On Tuesday April 5, The Case for Her attended UNFPA’s hybrid presentation of their “State of the World Population 2022” report. The presentation featured an overview of the report with a panel discussion with representatives from the Sexual and Reproductive Health and Rights (SRHR) field: UNFPA Regional Director for Asia and the Pacific, Björn Andersson; State Secretary at the Swedish Ministry of Foreign Affairs, Jenny Ohlsson; and Chairman of RFSU Hans Linde.

The report discusses how women’s and girls’ agency and ability to make choices related to their reproductive health are heavily undermined due to factors like stigma, socioeconomic status, and gender disparity among many others. The reported findings can have a significant impact contributing to deepening our understanding of what successful interventions enabling girls and women globally to acquire agency within SRHR look like. 

Pleasure is the primary driver for having sex. If we normalize women’s possibility and desire to have pleasure and autonomy in their sexuality there can be a social shift in people’s attitudes toward contraceptives and safe abortions globally.
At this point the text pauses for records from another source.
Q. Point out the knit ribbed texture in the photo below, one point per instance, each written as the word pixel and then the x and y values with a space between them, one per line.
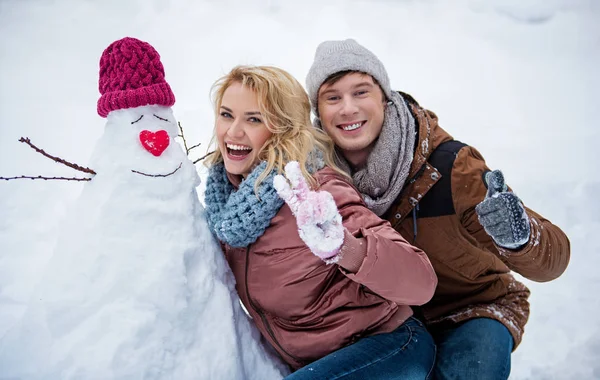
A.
pixel 239 218
pixel 334 56
pixel 131 75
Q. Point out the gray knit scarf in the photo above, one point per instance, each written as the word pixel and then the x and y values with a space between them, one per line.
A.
pixel 381 179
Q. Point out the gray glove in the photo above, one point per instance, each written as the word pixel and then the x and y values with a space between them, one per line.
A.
pixel 502 214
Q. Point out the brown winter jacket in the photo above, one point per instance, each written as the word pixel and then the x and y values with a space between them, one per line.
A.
pixel 307 309
pixel 445 184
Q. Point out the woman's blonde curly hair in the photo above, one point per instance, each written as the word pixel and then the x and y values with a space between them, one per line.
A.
pixel 285 108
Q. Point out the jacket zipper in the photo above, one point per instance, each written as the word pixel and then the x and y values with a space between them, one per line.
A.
pixel 262 315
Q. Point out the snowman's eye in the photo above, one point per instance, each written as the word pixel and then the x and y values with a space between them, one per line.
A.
pixel 133 122
pixel 160 118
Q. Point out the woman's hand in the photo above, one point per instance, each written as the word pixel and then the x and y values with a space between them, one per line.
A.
pixel 318 219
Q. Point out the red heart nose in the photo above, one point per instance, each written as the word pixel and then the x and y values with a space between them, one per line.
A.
pixel 155 142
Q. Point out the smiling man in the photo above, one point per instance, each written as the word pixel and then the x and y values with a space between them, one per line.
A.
pixel 440 195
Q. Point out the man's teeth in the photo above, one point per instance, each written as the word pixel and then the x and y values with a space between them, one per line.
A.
pixel 351 127
pixel 238 147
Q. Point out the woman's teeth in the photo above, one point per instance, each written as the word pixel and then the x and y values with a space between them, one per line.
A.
pixel 238 150
pixel 351 127
pixel 238 147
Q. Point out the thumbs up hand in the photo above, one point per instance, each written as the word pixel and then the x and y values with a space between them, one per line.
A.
pixel 502 214
pixel 318 219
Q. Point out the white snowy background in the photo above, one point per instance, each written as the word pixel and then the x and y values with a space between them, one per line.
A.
pixel 518 79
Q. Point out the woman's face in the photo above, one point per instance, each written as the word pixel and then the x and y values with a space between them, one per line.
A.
pixel 241 131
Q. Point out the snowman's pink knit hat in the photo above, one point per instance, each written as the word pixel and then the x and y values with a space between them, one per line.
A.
pixel 131 75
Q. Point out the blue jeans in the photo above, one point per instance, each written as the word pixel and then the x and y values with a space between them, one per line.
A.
pixel 476 349
pixel 405 353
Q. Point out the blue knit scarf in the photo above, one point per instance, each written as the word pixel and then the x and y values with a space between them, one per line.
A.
pixel 238 218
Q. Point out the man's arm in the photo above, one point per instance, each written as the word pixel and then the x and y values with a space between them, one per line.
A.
pixel 543 257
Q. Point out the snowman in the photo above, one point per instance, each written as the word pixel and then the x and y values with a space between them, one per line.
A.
pixel 137 287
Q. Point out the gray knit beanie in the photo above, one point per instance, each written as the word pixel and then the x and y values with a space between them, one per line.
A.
pixel 335 56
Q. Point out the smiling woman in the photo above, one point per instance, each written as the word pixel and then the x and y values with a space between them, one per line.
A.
pixel 324 279
pixel 241 133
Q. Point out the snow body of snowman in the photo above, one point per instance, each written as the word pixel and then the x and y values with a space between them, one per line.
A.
pixel 137 287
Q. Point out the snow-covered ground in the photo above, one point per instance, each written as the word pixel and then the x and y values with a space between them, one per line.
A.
pixel 518 79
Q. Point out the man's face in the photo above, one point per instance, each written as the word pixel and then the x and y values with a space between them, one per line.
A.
pixel 352 112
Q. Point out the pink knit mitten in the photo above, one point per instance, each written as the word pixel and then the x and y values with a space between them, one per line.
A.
pixel 319 222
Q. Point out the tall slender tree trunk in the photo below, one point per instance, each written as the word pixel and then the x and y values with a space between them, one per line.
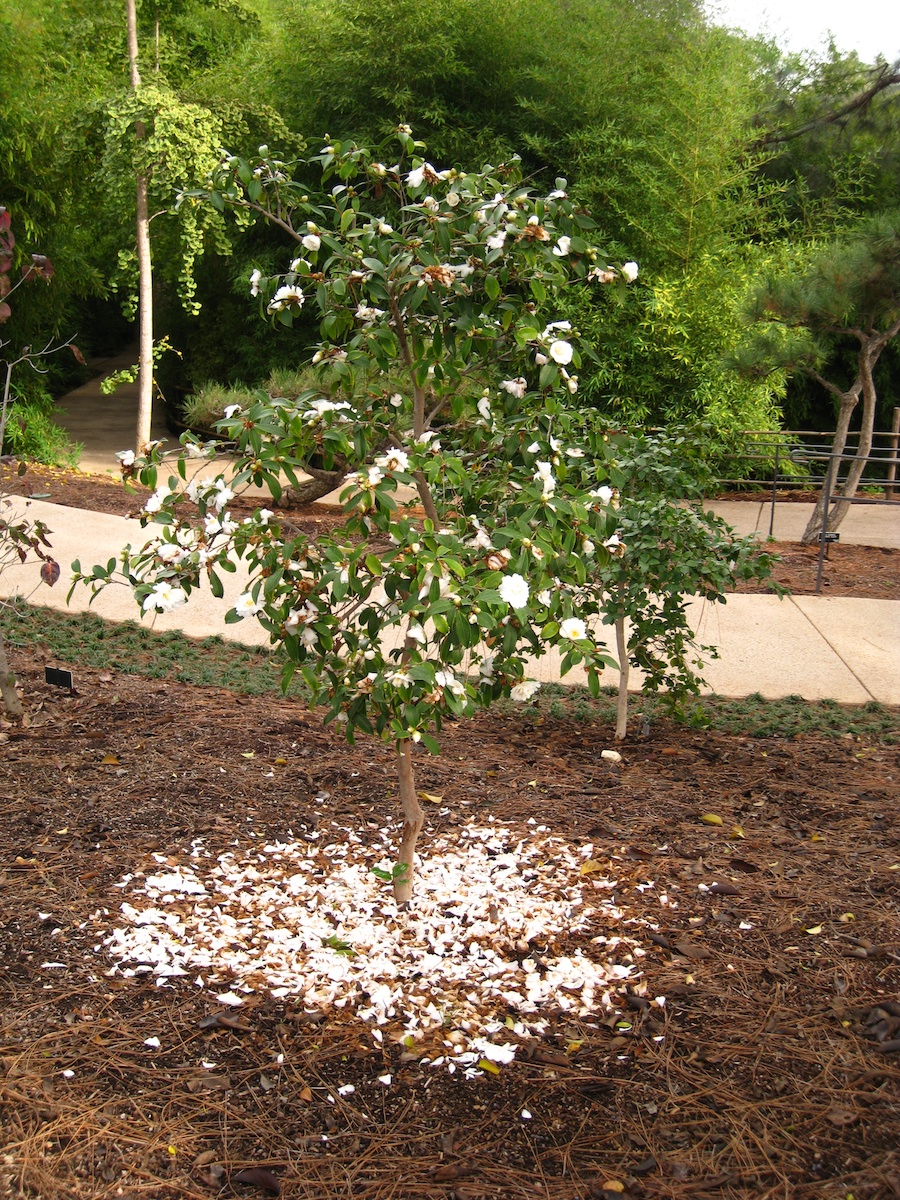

As advocates for the inclusion of pleasure in discussions about sexual and reproductive health, we questioned the speakers’ views on the matter, since it wasn’t mentioned in the report. What happened next stunned the whole room: a troll took over the zoom call and entire conversation with a black and white video covered in red text while blasting loud music and spamming the chat with nonsense. Unfortunately, we were reminded that the idea of women accessing pleasure, SRHR and safe abortion is still radical and conversations such as this one are always at risk of unsavory disruptions.

After what felt like hour-long minutes, the sound was turned off, we were able to ask our questions and the panel gave their positively astonishing response: 

Björn Andersson, UNFPA:

Pleasure is central, but it has to be done right. When you talk about pleasure you need to be mindful of who you are talking to. We have to have a strategy when we work with governmental groups and organizations. The first thing you say will not be “sex equals pleasure” but you need to find a way to weave it into the conversation. Thankfully, some organizations and groups are much more open to discussing these issues. Going forward we have to use alternative approaches to incorporate pleasure into the SRHR conversation since that’s what it’s all about. That’s why there are so many rules about women’s sexuality in particular”.   

Hans Linde, RFSU:

“Talking about pleasure will be fundamental to the relevance of sex education. If we only refer to sexuality and relationships as something dangerous, we will leave a lot of young people alone, feeling isolated with questions about their needs. This is the case in Sweden and internationally. 

RFSU sees this among our partners and we see it in our experience working with sex education in Sweden. Young people are asking: “how can I make a relationship work?”; “ How do I know that the person I like, likes me back?”; “How do I know that the person I have sex with enjoys it and feels pleasure?” Including pleasure in the conversation is crucial. 

I also think that a lot of the norms we’re discussing here are the same norms that are linked to women’s bodies, women’s sexuality, women’s pleasure, and where there is a great need for change – to ensure that women and girls have the agency to decide over their bodies and sexuality, that you have both the power to say no, but also have the freedom to say yes when you want to have sex.”

It is clear that UNFPA and RFSU are role models for approaching sexual health interventions in a pleasure forward and rights-based way. We are hopeful conversations like these encourage others in the sector to follow suit and join us in prioritizing pleasure!